The app’s opening page is built around a side-scrolling menu of recording icons, which grows with every new song creation. At the foot of the page there are buttons for creating a new recording, importing a file and selecting an existing recording. Alternatively, tapping on one of the icons opens that particular song’s audio display where there are transport, record and file-sharing controls, as well as a settings panel where things like the metering type, peak-hold time, pre-count length and recording mode are decided. The mode settings determine whether audio is added to the end of a previous recording, written over what’s already there, or mixed with the existing audio, but multitracking is not an option.
When a new recording is made, the user is give the chance to alter the word length and sample frequency. The word length can be 16- or 32-bit, but not 24, which seems a bit strange. The default sampling frequency is 44.1KHz, but the 48KHz option will be useful to those who are recording sound for picture. Apparently the app is capable of 96KHz too, but the option was greyed out on my iPad. By default the app is set up to use the on-board mono mic, but if a stereo mic is attached the stereo record option immediately activates.
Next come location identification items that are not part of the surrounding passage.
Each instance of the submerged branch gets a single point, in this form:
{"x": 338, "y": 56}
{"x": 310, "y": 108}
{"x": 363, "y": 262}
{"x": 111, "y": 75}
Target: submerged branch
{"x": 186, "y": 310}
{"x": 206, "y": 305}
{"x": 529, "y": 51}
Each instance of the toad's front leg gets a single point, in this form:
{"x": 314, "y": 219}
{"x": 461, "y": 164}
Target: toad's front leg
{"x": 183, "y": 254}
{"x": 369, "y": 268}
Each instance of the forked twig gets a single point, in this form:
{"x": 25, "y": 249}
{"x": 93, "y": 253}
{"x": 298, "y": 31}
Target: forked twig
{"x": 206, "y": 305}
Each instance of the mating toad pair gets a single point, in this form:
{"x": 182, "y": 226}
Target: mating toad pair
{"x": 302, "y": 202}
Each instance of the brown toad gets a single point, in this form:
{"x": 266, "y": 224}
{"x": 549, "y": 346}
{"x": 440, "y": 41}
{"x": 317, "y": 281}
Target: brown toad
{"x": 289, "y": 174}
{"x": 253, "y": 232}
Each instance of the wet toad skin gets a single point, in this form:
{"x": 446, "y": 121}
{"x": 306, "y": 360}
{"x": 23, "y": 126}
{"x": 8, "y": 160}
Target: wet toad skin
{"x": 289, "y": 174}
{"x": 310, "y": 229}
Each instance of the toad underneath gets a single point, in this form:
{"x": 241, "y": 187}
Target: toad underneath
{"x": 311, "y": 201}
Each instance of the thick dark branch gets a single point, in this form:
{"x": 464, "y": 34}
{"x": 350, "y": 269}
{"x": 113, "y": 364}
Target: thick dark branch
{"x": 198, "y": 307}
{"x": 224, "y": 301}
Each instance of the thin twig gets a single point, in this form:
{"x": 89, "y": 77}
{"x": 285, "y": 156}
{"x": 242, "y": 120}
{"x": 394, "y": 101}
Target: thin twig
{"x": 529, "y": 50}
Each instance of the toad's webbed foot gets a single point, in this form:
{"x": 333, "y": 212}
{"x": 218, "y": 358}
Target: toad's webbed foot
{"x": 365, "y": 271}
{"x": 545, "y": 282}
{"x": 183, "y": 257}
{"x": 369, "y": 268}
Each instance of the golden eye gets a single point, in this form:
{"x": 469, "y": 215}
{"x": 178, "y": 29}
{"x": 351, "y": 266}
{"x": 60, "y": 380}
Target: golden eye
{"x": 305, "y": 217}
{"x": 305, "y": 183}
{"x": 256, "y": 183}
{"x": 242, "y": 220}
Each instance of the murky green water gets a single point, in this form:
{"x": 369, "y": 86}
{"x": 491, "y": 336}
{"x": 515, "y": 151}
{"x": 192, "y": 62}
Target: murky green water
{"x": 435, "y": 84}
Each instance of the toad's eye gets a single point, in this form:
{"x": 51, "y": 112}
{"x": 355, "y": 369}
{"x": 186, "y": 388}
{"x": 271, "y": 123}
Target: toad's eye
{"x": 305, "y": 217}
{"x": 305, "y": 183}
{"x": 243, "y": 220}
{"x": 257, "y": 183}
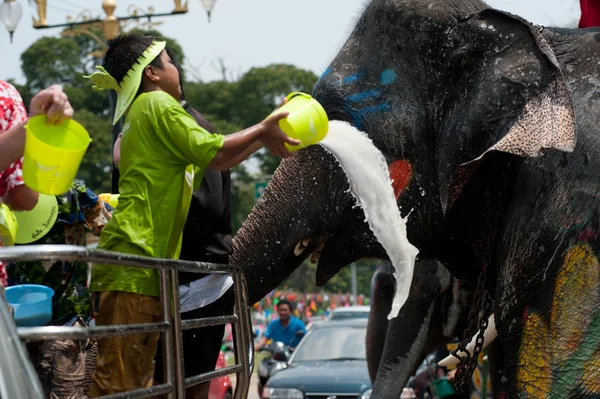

Whether it’s making a new recording or modifying an existing one, the app shows what’s going on very clearly by way of a large, expandable waveform display with its own marker system and time ruler. It all works very nicely and makes recording a simple process.
After a recording has been created, a little bit of production can be done using the processors found on the Tools page. Here there is a very simple mixer, a reasonably detailed compressor, and a straightforward reverb, but all settings are applied to the recorded file rather than the input signal.
Elsewhere within the app there is a page called My Recordings, which is a kind of database with sorting, searching and filter tools. These search facilities, together with a field for setting up a naming convention at the start of the session, could be very useful for sound-for-picture recording jobs where a lot of audio files need to be collated at the end of the day. The quality of the app’s recordings depends on the iOS hardware and attached mic, so it can’t be judged in that department, but it certainly succeeds at being a simple-to-use recording tool, and its song organising facilities are a definite plus point. For many straightforward recording jobs, this app will be all that’s required.
Free or £3.99 for the Pro Package with an unrestricted feature set.
Free or $4.99 for the Pro Package with an unrestricted feature set.